Environment Variables

Next.js has built-in support for loading environment variables from .env.local, so we will create a .env.local file in our project's root directory and declare our variables. Below is an example of what the .env.local file would look like.

Replace the CLIENT_ID, CLIENT_SECRET, and REFRESH_TOKEN with your values.

.env.local
SPOTIFY_CLIENT_ID=CLIENT_ID
SPOTIFY_CLIENT_SECRET=CLIENT_SECRET
SPOTIFY_REFRESH_TOKEN=REFRESH_TOKEN
  • For more information about Next.js environment variables, you can visit their documentation on Environment Variables.

Next.js API Routes

By using our three environment variables, we can request an Access Token to securely request data from the Spotify API.

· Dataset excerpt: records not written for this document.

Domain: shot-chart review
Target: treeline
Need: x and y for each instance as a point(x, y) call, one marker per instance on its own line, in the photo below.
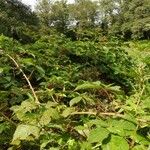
point(83, 19)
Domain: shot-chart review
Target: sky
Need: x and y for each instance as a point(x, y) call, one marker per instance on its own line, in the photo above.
point(33, 2)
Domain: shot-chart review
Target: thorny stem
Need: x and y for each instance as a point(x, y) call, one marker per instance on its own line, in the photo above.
point(29, 83)
point(106, 114)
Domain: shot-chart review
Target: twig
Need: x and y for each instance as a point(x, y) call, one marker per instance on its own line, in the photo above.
point(9, 120)
point(33, 92)
point(106, 114)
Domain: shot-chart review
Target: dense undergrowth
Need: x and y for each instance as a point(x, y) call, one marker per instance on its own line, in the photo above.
point(63, 94)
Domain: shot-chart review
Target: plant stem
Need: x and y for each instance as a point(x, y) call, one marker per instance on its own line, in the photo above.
point(29, 83)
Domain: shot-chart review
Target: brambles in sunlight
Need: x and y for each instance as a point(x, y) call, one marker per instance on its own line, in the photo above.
point(78, 109)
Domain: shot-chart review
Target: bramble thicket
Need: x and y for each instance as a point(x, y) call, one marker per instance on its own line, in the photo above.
point(75, 76)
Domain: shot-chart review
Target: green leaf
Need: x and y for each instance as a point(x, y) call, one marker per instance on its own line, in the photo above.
point(75, 100)
point(68, 111)
point(25, 132)
point(1, 70)
point(116, 143)
point(90, 85)
point(28, 61)
point(98, 135)
point(48, 115)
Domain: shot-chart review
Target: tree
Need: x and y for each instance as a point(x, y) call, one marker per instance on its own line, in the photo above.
point(53, 14)
point(16, 19)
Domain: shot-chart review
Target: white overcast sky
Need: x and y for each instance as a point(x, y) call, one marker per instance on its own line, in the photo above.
point(33, 2)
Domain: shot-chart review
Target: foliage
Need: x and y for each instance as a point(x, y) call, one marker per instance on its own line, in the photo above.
point(93, 95)
point(17, 21)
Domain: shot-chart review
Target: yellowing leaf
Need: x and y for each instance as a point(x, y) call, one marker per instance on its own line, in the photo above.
point(98, 135)
point(116, 143)
point(75, 100)
point(25, 132)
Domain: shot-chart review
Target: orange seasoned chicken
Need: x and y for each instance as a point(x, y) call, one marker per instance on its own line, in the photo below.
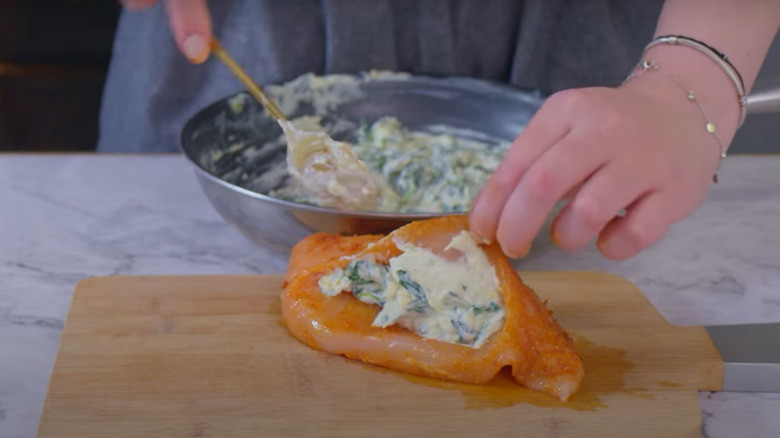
point(427, 299)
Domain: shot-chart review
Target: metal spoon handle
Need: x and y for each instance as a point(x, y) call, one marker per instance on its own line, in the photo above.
point(250, 85)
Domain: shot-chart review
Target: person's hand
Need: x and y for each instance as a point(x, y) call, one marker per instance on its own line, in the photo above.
point(630, 160)
point(190, 23)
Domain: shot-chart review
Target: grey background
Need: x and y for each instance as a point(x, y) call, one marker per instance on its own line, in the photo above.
point(761, 132)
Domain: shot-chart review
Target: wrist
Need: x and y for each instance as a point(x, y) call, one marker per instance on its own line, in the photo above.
point(713, 88)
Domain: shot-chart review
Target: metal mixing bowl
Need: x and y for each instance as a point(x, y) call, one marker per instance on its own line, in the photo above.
point(235, 145)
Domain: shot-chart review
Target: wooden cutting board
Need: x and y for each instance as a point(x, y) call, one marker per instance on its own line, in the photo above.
point(210, 357)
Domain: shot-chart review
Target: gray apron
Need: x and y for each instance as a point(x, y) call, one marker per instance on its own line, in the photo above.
point(546, 45)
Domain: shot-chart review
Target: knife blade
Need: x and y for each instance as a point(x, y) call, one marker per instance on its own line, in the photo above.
point(751, 354)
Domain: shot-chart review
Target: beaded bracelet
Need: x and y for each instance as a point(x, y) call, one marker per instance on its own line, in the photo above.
point(650, 65)
point(718, 57)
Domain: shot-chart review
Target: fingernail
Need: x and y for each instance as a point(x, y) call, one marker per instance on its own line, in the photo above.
point(516, 255)
point(196, 49)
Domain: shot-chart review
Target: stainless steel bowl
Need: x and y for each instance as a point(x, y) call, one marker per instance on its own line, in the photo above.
point(235, 148)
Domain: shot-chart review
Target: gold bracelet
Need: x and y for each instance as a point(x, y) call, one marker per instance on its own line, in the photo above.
point(650, 65)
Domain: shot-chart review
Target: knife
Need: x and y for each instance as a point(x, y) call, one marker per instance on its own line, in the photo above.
point(751, 354)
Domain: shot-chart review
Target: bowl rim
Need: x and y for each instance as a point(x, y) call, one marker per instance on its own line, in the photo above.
point(200, 114)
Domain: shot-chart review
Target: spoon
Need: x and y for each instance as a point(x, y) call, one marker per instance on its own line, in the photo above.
point(326, 168)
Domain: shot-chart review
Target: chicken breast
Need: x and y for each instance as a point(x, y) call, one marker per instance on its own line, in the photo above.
point(529, 340)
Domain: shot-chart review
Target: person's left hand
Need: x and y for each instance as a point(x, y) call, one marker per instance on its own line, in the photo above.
point(640, 148)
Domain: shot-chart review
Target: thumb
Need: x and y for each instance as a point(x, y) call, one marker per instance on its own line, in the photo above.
point(191, 26)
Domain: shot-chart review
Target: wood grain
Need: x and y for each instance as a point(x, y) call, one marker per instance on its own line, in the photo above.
point(209, 357)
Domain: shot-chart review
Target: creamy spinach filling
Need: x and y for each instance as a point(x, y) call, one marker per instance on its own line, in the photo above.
point(425, 172)
point(454, 301)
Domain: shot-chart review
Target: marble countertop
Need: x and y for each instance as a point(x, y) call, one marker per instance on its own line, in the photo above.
point(67, 217)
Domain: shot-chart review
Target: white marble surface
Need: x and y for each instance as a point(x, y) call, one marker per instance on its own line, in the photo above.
point(67, 217)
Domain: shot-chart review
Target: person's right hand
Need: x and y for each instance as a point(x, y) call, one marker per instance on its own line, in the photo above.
point(190, 23)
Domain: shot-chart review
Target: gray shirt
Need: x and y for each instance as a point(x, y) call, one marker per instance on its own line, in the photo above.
point(547, 45)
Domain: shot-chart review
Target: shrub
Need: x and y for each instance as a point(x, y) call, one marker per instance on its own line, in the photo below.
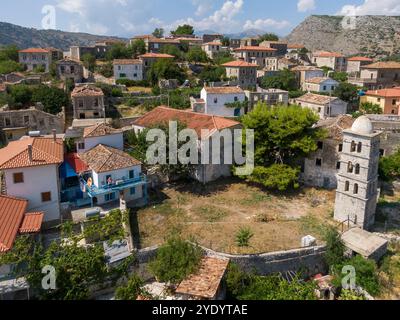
point(176, 260)
point(243, 237)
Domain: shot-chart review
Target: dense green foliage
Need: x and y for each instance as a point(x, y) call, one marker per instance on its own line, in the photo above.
point(276, 177)
point(176, 260)
point(389, 167)
point(242, 286)
point(285, 80)
point(131, 290)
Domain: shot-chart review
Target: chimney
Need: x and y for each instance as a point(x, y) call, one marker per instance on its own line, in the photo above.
point(30, 152)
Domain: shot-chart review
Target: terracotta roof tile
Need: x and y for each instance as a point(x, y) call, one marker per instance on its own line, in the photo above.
point(255, 48)
point(99, 130)
point(45, 151)
point(205, 283)
point(127, 61)
point(192, 120)
point(156, 55)
point(383, 65)
point(87, 90)
point(239, 64)
point(316, 98)
point(360, 59)
point(104, 159)
point(32, 222)
point(12, 212)
point(224, 90)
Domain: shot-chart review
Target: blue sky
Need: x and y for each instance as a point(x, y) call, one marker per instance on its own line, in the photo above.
point(129, 17)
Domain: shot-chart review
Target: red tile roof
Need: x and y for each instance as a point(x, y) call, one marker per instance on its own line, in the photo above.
point(12, 212)
point(255, 48)
point(45, 151)
point(34, 50)
point(360, 59)
point(156, 55)
point(87, 90)
point(387, 93)
point(239, 64)
point(32, 222)
point(76, 163)
point(192, 120)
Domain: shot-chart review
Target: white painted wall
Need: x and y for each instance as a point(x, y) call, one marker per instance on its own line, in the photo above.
point(217, 107)
point(37, 180)
point(112, 140)
point(132, 71)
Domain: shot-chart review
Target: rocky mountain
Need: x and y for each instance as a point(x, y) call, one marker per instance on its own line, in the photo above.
point(375, 36)
point(30, 37)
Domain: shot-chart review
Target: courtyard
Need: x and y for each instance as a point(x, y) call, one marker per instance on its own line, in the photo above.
point(213, 214)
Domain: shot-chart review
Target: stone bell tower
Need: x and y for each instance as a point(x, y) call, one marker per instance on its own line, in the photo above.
point(357, 192)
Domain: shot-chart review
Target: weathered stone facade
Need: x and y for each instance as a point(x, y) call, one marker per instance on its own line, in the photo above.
point(357, 191)
point(17, 123)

The code below is to request the song we are currently listening to; however, you can modify the code for the other scopes that we have access to from the Spotify API.

pages/api/spotify.js
import querystring from 'querystring';

const {
  SPOTIFY_CLIENT_ID: client_id,
  SPOTIFY_CLIENT_SECRET: client_secret,
  SPOTIFY_REFRESH_TOKEN: refresh_token,
} = process.env;

const basic = Buffer.from(`${client_id}:${client_secret}`).toString('base64');
const NOW_PLAYING_ENDPOINT = `https://api.spotify.com/v1/me/player/currently-playing`;
const TOKEN_ENDPOINT = `https://accounts.spotify.com/api/token`;

const getAccessToken = async () => {
  const response = await fetch(TOKEN_ENDPOINT, {
    method: 'POST',
    headers: {
      Authorization: `Basic ${basic}`,
      'Content-Type': 'application/x-www-form-urlencoded',
    },
    body: querystring.stringify({
      grant_type: 'refresh_token',
      refresh_token,
    }),
  });

  return response.json();
};

export const getNowPlaying = async () => {
  const { access_token } = await getAccessToken();

  return fetch(NOW_PLAYING_ENDPOINT, {
    headers: {
      Authorization: `Bearer ${access_token}`,
    },
  });
};

export default async (_, res) => {
  const response = await getNowPlaying();

  if (response.status === 204 || response.status > 400) {
    return res.status(200).json({ isPlaying: false });
  }

  const song = await response.json();
  const isPlaying = song.is_playing;
  const title = song.item.name;
  const artist = song.item.artists.map((_artist) => _artist.name).join(', ');
  const album = song.item.album.name;
  const albumImageUrl = song.item.album.images[0].url;
  const songUrl = song.item.external_urls.spotify;

  return res.status(200).json({
    album,
    albumImageUrl,
    artist,
    isPlaying,
    songUrl,
    title,
  });
};

API Response

If everything has been setup correctly, you should see a response similar to the one below by visiting localhost:3000/api/spotify after running yarn dev or npm dev. This route will return with information about the song we are currently listening to without the excess.

{
  "album": "Libyus Music Sound History 2004-2010",
  "albumImageUrl": "https://i.scdn.co/image/ab67616d0000b27353676a887a983e98261f0c9d",
  "artist": "DJ Okawari",
  "isPlaying": true,
  "songUrl": "https://open.spotify.com/track/2LDCP8QWhIB42gRvSVgRxO",
  "title": "Flower Dance"
}

The component in my footer is just an example of what you can do with this response data.